Passengers on a Greyhound Express bus from L.A. to Bakersfield. (Arkasha Stevenson / Los…)
Greyhound will roll out its new Express service between Los Angeles and Las Vegas starting Wednesday with five round trips daily and two added round trips on Fridays and Saturdays. And seats start at just $1 each way.
Sound familiar? It should. Megabus jumped into the L.A. market in 2007 with super-cheap fares from L.A. to San Francisco and L.A. to Las Vegas. The company, which continues to operate in the East and Midwest, left the L.A. market less than a year later, saying ridership was too low to continue.
Greyhound seems to have taken a page from its playbook. It follows the same come-on that Megabus promised: Book early enough and you'll pay just $1 for a seat. (The online booking site showed $1 fares available on Friday, Dec. 7, as of Monday afternoon, for example.)
But Greyhound is trying to do something more here. The company wants to shake up the stodgy bus-travel image and replace it with a premium service that it hopes will appeal to riders.

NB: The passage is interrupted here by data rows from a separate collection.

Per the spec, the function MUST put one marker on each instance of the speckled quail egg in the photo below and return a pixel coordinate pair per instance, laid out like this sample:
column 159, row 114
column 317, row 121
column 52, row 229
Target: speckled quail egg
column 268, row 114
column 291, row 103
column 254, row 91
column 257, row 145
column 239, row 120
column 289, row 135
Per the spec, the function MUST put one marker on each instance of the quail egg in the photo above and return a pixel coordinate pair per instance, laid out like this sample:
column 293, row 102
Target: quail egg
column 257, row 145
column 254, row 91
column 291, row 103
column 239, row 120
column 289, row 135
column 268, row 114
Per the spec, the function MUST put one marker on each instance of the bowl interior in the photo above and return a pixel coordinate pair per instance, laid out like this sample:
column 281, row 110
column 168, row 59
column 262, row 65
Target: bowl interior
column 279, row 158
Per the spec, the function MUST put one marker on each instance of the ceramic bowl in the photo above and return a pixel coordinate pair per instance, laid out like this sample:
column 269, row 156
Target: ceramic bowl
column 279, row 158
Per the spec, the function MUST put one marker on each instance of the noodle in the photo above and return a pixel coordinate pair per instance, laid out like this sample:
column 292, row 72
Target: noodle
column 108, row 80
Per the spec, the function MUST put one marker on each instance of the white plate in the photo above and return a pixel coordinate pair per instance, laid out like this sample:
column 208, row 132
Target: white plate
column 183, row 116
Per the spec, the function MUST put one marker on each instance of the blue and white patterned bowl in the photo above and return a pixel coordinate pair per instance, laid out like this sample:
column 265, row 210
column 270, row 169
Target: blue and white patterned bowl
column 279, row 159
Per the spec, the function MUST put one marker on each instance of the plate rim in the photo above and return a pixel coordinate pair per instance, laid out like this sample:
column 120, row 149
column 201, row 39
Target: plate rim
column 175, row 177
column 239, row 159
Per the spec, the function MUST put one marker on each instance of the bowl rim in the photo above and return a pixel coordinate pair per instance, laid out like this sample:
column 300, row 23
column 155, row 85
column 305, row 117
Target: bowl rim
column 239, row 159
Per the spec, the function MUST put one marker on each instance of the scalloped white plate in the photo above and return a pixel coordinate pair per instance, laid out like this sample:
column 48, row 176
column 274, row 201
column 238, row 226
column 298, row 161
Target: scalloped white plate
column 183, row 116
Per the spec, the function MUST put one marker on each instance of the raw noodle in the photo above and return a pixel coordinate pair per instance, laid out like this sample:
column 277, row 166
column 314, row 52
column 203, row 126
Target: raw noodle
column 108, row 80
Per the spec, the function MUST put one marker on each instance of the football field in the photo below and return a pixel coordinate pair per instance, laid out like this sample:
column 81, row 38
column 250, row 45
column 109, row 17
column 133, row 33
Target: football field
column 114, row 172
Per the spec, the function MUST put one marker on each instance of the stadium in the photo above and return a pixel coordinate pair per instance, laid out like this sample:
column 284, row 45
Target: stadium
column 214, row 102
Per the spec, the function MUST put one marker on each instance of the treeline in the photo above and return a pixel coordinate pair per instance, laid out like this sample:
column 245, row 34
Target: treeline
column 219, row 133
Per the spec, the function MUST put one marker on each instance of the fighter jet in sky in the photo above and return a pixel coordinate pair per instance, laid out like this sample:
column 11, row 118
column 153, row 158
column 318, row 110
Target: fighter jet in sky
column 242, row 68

Express service means leather seats, free Wi-Fi and electrical plug-ins for laptop users, reserved seats and extra legroom. It was rolled out in the West in May on service from L.A. to Oakland, San Jose, Bakersfield, Fresno, Modesto, Stockton and Sacramento. (For a preview of who your seat companion might be and the old Greyhound versus the new Greyhound, check out what happened on L.A. Times writer Chris Erskine's ride from L.A. to Sacramento in a $1 seat.)
But the real head-scratcher is this: Why would Greyhound succeed where Megabus failed?
I asked Greyhound Chief Executive Dave Leach that question back in May when Greyhound Express started up in California. "First and foremost, we had existing services," he said. "We had buses, drivers, sales services and a brand that has first-class recognition."